Возьмем результаты глобального и уникального в своем роде "эксперимента", происшедшего на наших глазах в результате распада Советского Союза. Дело в том, что народы Советского Союза жили в условиях экономического диффузного выравнивания возможностей. Конечно же, в той степени, в какой это вообще возможно. Когда государственная поддержка как бы диффузно-гомогенна и не зависит от конкретной отдачи, всегда в выигрыше оказываются народы, находящиеся на прагматической фазе развития, в которых участие в государственном развитии минимально, а в личном максимально. В числе таких народов можно назвать, например, закавказские и некоторые среднеазиатские этносы. Работа на государственную машину в них составляла лишь часть, иногда даже меньшую, производительного труда. И это естественно, когда уровень интеграции невысок, а созидательный потенциал максимален. Поэтому когда успехи в государственном строительстве поощряются весьма условно, а успехи в личном обогащении пресекаются лишь отчасти, рост уровня жизни прагматических этносов будет обгонять таковой в чувственных культурах. После распада Советского Союза произошла обратная картина, прагматические этносы резко отстали по уровню жизни, а наиболее "зрелые культуры" народов Прибалтики, напротив, резко ушли вперед.

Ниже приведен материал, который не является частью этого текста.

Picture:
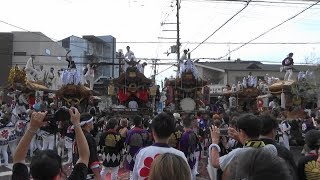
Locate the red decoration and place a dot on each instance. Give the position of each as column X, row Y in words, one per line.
column 170, row 95
column 32, row 100
column 122, row 96
column 260, row 104
column 142, row 95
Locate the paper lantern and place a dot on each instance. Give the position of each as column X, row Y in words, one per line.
column 283, row 100
column 110, row 90
column 153, row 90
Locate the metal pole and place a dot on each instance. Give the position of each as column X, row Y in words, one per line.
column 154, row 81
column 178, row 34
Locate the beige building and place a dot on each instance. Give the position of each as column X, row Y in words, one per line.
column 220, row 74
column 224, row 73
column 46, row 51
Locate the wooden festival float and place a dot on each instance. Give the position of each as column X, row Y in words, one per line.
column 293, row 96
column 242, row 98
column 132, row 85
column 186, row 93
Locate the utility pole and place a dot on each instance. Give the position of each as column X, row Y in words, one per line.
column 178, row 34
column 154, row 81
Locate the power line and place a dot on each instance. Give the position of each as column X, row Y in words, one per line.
column 269, row 30
column 189, row 42
column 4, row 22
column 165, row 69
column 222, row 26
column 293, row 2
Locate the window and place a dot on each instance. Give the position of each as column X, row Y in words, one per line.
column 19, row 53
column 48, row 52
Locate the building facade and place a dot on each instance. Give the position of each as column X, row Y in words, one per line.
column 220, row 74
column 78, row 50
column 17, row 47
column 46, row 51
column 6, row 46
column 100, row 50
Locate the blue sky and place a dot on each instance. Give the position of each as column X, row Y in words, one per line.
column 139, row 20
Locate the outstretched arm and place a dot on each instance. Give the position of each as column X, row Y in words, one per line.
column 23, row 146
column 81, row 140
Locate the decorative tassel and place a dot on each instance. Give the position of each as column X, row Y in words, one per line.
column 283, row 100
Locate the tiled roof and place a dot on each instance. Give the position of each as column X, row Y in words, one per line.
column 252, row 65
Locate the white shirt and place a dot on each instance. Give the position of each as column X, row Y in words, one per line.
column 148, row 154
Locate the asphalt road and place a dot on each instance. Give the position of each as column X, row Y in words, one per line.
column 5, row 171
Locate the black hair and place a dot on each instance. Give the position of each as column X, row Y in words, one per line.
column 163, row 125
column 187, row 121
column 137, row 120
column 111, row 124
column 146, row 123
column 45, row 164
column 258, row 163
column 313, row 139
column 250, row 124
column 268, row 123
column 85, row 117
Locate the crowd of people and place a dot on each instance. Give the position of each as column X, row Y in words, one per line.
column 165, row 146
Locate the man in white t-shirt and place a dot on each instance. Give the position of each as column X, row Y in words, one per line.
column 163, row 125
column 133, row 105
column 249, row 127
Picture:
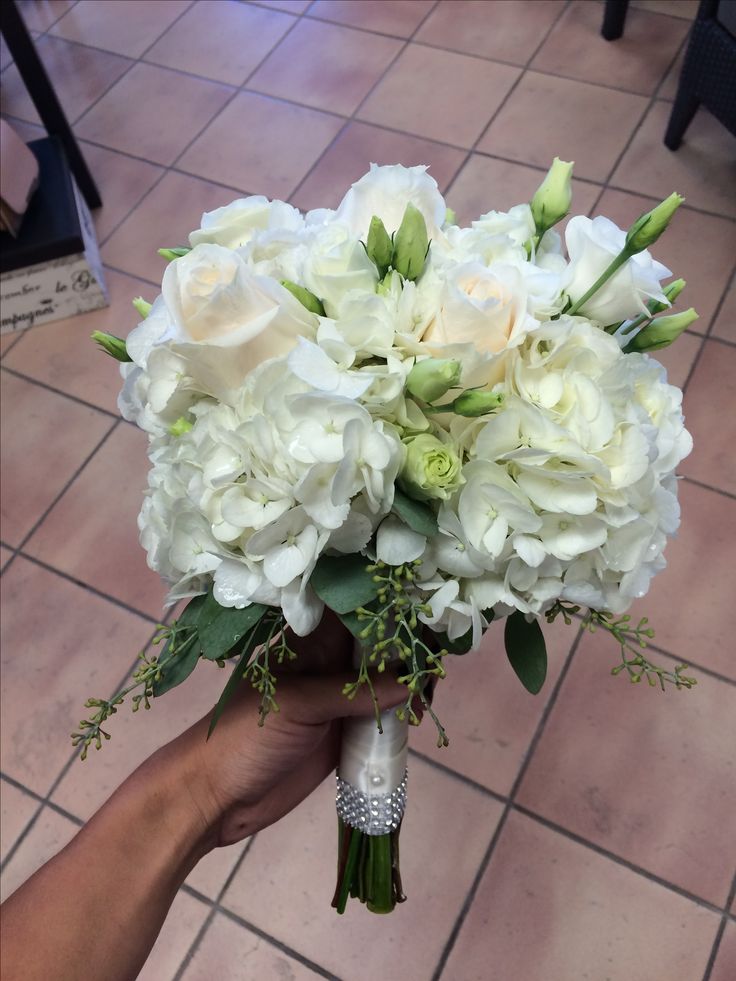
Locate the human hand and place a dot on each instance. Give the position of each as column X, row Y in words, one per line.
column 247, row 776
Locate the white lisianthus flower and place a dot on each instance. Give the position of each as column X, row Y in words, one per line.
column 236, row 224
column 385, row 192
column 592, row 245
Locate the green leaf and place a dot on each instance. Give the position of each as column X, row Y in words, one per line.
column 220, row 627
column 258, row 635
column 179, row 667
column 420, row 517
column 172, row 254
column 305, row 297
column 526, row 650
column 343, row 582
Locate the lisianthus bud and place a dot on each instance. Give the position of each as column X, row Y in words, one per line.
column 181, row 426
column 662, row 331
column 305, row 297
column 476, row 403
column 552, row 200
column 142, row 306
column 379, row 246
column 431, row 379
column 411, row 244
column 431, row 469
column 114, row 346
column 172, row 254
column 648, row 227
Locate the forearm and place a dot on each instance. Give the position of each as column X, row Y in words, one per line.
column 96, row 909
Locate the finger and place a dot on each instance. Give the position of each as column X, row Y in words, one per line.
column 315, row 700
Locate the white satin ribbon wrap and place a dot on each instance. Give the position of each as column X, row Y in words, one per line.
column 371, row 777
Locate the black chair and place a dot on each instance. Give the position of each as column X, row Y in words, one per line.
column 708, row 74
column 41, row 91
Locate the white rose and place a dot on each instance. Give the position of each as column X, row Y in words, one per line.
column 592, row 246
column 481, row 307
column 235, row 224
column 337, row 264
column 386, row 191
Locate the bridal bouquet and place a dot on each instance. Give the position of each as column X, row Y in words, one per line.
column 423, row 427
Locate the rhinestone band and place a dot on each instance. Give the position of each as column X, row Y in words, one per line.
column 374, row 814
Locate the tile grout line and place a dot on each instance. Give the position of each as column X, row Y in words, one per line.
column 517, row 81
column 199, row 936
column 406, row 42
column 491, row 847
column 719, row 932
column 56, row 391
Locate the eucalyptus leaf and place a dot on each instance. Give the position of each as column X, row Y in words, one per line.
column 343, row 582
column 257, row 636
column 420, row 517
column 220, row 627
column 526, row 650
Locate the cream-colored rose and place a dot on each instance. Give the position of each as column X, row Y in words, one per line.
column 235, row 224
column 482, row 308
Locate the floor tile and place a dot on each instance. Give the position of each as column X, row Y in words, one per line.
column 62, row 354
column 706, row 267
column 627, row 794
column 39, row 15
column 703, row 168
column 686, row 9
column 489, row 717
column 122, row 182
column 635, row 62
column 117, row 473
column 697, row 625
column 359, row 145
column 290, row 6
column 226, row 151
column 184, row 920
column 724, row 325
column 486, row 184
column 595, row 122
column 725, row 965
column 82, row 646
column 325, row 66
column 231, row 951
column 709, row 411
column 46, row 437
column 400, row 17
column 160, row 220
column 128, row 27
column 79, row 74
column 679, row 357
column 17, row 810
column 221, row 41
column 422, row 92
column 508, row 31
column 210, row 875
column 50, row 833
column 293, row 864
column 171, row 109
column 549, row 909
column 134, row 736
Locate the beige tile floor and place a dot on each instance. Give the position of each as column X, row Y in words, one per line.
column 586, row 833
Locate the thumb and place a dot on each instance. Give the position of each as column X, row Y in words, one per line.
column 315, row 700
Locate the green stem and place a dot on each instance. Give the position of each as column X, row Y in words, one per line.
column 621, row 259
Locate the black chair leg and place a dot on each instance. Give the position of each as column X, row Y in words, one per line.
column 613, row 19
column 685, row 107
column 41, row 91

Казалось бы, сама жизнь подтвердила созидательность чувственной культуры. Но это верно лишь отчасти. Представим три изолированные коммуны, в которых одна будет состоять из юношей и подростков, другая из зрелых и пожилых людей и третья смешанная. Естественно, что вторая, контрольная, группа добьется больших успехов, нежели первая, и это несмотря на то, что созидательный потенциал у молодежи выше. Очевидно, что еще лучший результат мы получим в смешанной контрольной группе, в которой ответственность старших и энергия младших образует позитивный синтез. Известно, что молодые, прагматические этносы превосходят чувственные в малом и индивидуальном бизнесе, эмпирические этносы, в свою очередь, как правило, лучше реализуются в государственных структурах и крупных частных акционерных компаниях. Поэтому наиболее созидательный характер имеют общества, в которых успешно сосуществуют обе культуры. Представители прагматических культур лучше реализуют себя в государствах, в которых доминируют эмпирические этносы, но и чувственная культура выигрывает от притока свежих, полных энергией сил. Еще Н.Я. Данилевский отмечал, что для реализации подлинно высокой культуры необходим разнообразный "этнографический материал" [90].